Nonlocal Acoustic Moiré Hyperbolic Metasurfaces.

Abstract

The discovery of the topological transition in twisted bilayer (tBL) materials has attracted considerable attention in nano-optics. In the analogue of acoustics, however, no such topological transition has been found due to the inherent nondirectional scalar property of acoustic pressure. In this work, by using a theory-based nonlocal anisotropic design, the in-plane acoustic pressure is transformed into a spatially distributed vector field using twisted multilayer metasurfaces. So-called "acoustic magic angle"-related acoustic phenomena occur, such as nonlocal polariton hybridization and the topological Lifshitz transition. The dispersion becomes flat at the acoustic magic angle, enabling polarized excitations to propagate in a single direction.
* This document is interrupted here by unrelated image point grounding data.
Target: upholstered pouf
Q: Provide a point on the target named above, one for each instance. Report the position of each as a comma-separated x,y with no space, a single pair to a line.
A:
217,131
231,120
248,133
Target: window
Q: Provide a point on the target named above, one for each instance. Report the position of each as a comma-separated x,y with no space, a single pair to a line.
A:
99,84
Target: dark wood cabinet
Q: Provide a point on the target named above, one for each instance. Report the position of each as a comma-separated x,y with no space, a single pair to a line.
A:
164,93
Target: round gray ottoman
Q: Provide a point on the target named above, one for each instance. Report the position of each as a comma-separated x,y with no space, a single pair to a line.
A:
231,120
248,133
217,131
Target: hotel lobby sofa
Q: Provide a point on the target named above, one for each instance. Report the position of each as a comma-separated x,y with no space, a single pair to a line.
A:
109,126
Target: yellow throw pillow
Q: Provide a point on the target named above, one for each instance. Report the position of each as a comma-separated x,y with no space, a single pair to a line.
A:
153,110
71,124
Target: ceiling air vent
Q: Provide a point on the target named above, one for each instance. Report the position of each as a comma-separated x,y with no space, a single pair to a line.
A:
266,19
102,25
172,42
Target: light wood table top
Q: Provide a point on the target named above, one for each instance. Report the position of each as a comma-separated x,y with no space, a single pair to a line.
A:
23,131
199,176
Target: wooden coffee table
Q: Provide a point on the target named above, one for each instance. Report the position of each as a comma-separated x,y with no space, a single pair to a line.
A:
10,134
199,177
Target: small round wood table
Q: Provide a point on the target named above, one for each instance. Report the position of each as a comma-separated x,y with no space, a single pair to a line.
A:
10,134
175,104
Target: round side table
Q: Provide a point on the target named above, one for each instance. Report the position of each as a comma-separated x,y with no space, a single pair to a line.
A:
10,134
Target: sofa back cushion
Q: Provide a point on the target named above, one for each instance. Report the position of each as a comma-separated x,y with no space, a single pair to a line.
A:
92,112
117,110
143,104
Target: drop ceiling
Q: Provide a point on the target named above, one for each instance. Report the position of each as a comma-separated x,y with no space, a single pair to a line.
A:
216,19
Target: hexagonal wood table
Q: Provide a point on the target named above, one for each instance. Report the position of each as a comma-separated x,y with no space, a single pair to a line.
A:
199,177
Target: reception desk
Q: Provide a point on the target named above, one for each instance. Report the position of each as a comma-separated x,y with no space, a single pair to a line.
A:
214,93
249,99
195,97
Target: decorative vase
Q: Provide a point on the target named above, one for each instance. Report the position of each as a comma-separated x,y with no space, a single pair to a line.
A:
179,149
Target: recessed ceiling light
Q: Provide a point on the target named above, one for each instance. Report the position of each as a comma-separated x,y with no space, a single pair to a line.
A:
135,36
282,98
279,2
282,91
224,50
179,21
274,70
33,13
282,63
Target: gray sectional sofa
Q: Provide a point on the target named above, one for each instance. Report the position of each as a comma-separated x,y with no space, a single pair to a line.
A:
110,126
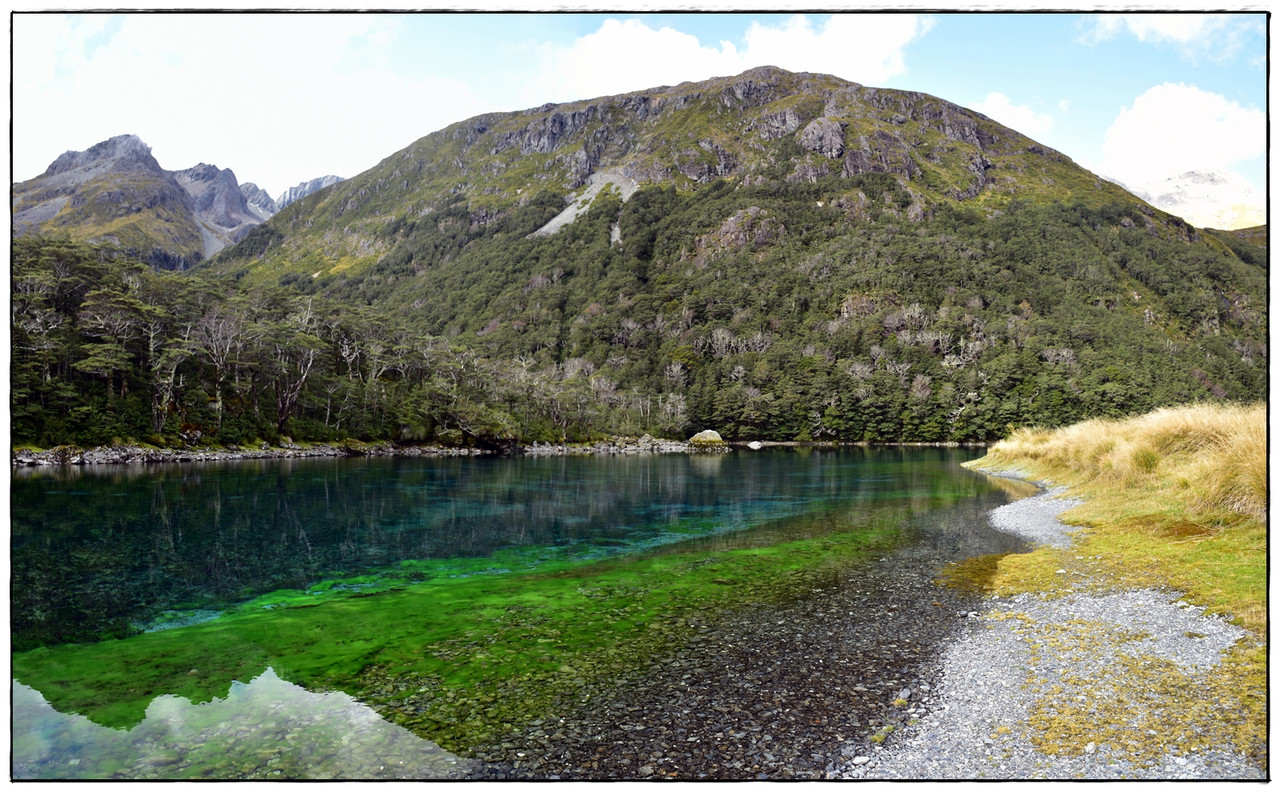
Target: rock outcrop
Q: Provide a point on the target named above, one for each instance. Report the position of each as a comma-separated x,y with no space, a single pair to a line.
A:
259,201
304,190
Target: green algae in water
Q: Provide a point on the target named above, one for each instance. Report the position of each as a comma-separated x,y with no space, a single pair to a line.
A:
264,728
504,646
461,650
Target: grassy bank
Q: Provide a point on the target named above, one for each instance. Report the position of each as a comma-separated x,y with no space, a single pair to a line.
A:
1171,500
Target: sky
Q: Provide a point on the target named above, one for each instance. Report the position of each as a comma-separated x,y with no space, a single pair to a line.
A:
284,97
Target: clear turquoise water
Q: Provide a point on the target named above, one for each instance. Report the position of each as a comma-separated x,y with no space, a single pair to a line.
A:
119,550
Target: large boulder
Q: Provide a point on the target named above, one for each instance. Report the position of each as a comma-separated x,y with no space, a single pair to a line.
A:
708,438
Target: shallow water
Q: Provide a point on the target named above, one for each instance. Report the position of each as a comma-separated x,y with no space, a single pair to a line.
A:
188,548
263,729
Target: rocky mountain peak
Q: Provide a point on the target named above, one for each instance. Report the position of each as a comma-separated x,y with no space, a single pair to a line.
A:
120,151
259,201
304,190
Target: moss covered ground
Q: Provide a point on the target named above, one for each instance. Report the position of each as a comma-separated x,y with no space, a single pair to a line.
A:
1173,500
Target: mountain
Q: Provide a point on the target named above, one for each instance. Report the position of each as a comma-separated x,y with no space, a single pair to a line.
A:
776,256
766,126
259,200
114,192
219,204
304,190
1207,198
117,192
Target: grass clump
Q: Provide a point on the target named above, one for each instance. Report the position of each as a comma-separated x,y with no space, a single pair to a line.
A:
1171,500
1175,499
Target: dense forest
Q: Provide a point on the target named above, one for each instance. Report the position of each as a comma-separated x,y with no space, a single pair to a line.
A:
777,311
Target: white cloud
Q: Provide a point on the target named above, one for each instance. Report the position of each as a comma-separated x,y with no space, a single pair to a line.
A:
1215,36
629,55
1016,117
624,55
1174,128
863,47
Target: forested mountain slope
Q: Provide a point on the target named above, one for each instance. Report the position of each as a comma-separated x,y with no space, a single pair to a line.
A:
775,256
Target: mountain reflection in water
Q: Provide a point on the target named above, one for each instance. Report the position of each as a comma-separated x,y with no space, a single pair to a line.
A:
263,729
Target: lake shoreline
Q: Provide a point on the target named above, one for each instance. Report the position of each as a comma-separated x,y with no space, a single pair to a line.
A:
995,712
147,454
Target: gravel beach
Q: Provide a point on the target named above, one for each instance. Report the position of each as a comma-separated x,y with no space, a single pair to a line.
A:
1018,654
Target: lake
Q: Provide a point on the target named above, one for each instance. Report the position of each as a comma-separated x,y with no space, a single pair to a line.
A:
443,618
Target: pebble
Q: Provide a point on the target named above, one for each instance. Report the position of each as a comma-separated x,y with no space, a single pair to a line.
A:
984,674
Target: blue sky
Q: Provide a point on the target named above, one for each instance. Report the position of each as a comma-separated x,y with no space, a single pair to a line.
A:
286,97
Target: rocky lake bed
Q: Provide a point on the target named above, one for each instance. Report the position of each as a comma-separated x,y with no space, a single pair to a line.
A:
790,692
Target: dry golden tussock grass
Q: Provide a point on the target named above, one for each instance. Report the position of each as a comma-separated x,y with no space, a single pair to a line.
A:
1210,457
Moreover, the acoustic topological transition (from hyperbolic to elliptic dispersion) is experimentally observed for the first time as the twist angle continuously changes. This unique characteristic facilitates low-loss tunable polariton hybridization at the subwavelength scale. A twisted trilayer acoustic metasurface is also experimentally demonstrated, and more possibilities for manipulating acoustic waves are found. These discoveries not only enrich the concepts of moiré physics and topological acoustics but also provide a complete framework of theory and methodologies for explaining the phenomena that are observed.